Samiha
Bio
I'm a fan of poetry. I'm in love with words that are created through imagination.
Stories (54/0)
Depression
Sadness and sorrow is the emotion that I have most difficult controlling. It is a strong sentiment that bursts in my heart, and from there it courses through my veins and into my nervous system taking a full swing. When sadness possesses me, I am overpowered by it. I crumble down in an isolated corner and wrap my arms around my knees allowing tears to explode out of me. When I stare at my reflection in the mirror, I find a depressed girl with tears streaming down her eyes like Niagara Falls. Most of the time, I do not know why I am sobbing or why my heart feels like an empty void, but I do know that I am suffering from depression.

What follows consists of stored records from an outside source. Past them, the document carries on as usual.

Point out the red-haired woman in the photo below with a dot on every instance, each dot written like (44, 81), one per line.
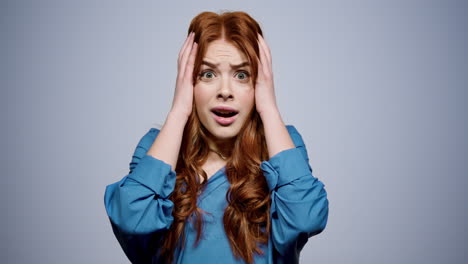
(224, 180)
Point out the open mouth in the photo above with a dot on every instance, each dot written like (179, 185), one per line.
(224, 114)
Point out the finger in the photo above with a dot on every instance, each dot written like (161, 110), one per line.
(265, 48)
(187, 41)
(191, 61)
(186, 54)
(263, 61)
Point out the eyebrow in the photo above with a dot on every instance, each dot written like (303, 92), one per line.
(232, 66)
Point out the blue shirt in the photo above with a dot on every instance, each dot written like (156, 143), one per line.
(139, 209)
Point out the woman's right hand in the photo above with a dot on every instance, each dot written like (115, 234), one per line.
(183, 95)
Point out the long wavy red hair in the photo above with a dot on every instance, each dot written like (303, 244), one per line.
(246, 217)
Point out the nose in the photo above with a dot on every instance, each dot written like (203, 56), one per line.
(225, 91)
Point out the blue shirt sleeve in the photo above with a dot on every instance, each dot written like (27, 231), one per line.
(299, 208)
(138, 206)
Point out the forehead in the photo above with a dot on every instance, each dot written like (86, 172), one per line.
(220, 50)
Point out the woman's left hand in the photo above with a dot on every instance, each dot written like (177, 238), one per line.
(265, 99)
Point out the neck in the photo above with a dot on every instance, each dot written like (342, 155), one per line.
(223, 146)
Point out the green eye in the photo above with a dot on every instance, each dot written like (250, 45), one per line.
(209, 75)
(243, 75)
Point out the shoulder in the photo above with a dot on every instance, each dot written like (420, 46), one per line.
(295, 135)
(148, 138)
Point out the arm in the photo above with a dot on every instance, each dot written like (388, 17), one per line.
(138, 206)
(299, 207)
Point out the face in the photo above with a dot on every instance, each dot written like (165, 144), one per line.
(224, 92)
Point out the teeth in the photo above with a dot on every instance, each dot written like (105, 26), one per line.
(225, 114)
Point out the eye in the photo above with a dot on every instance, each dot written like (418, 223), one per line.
(243, 75)
(209, 75)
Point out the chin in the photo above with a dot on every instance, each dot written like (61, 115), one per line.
(224, 132)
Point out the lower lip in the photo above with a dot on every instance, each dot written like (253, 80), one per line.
(225, 120)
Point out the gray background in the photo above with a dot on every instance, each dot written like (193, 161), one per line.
(376, 88)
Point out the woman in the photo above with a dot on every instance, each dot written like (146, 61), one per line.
(224, 180)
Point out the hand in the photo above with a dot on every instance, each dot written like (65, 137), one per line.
(183, 95)
(265, 99)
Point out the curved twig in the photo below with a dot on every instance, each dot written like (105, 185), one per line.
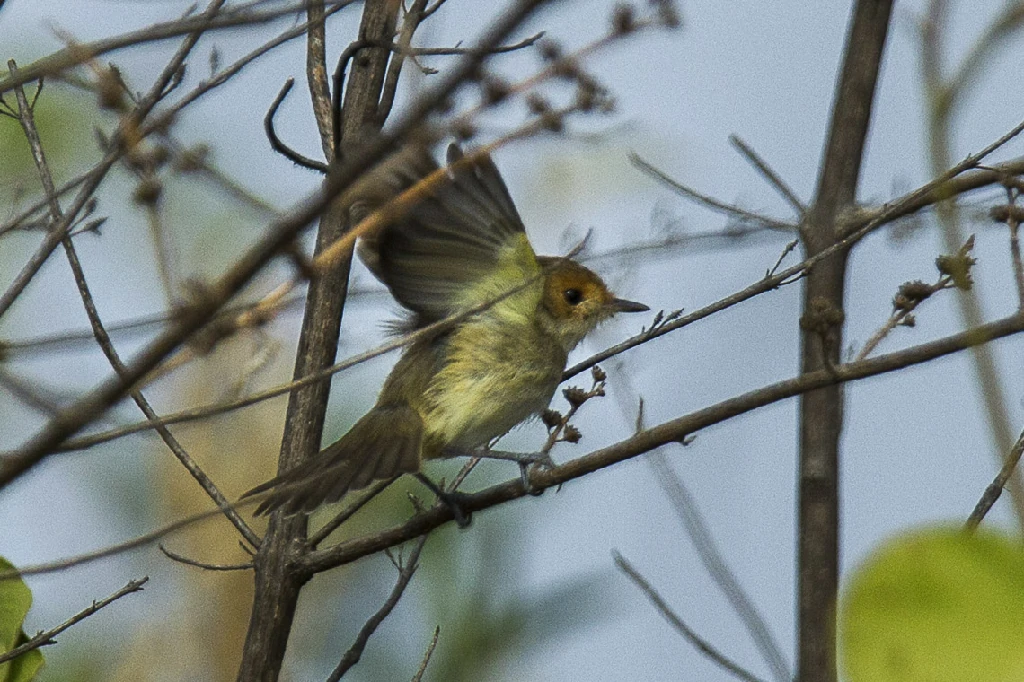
(275, 142)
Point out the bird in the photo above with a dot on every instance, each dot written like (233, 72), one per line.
(461, 250)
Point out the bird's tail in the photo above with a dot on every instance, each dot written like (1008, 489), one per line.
(385, 443)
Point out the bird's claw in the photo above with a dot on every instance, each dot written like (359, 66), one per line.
(456, 502)
(534, 461)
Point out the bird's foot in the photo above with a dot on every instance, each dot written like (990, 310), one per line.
(456, 502)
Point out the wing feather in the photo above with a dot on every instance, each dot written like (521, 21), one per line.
(462, 244)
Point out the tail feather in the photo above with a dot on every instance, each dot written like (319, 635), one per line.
(385, 443)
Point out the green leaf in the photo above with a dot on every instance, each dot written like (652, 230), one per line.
(15, 599)
(936, 605)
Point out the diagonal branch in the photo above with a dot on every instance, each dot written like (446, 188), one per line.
(354, 652)
(47, 637)
(696, 640)
(102, 338)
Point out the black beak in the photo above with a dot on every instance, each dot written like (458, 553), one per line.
(622, 305)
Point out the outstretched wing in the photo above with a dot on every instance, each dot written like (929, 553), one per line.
(461, 246)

When my family laughs with sheer happiness, I do not feel the same glee and joy. When my aunt says she will be a grandma, I do not share the same joyous sentiments. When my uncle shares his news of marriage, I do not share the same delight. All I feel is empty darkness in my heart. What am I doing in this world, I always wonder. I do not see the glitz and glamour of this world as everyone does, all I see is time is betraying us. It's speeding past me, leaving me abandoned and alone. I have no idea who I am or what I want to be when I grow up. I don't envision a future or happiness in my life in the same way that everyone else does.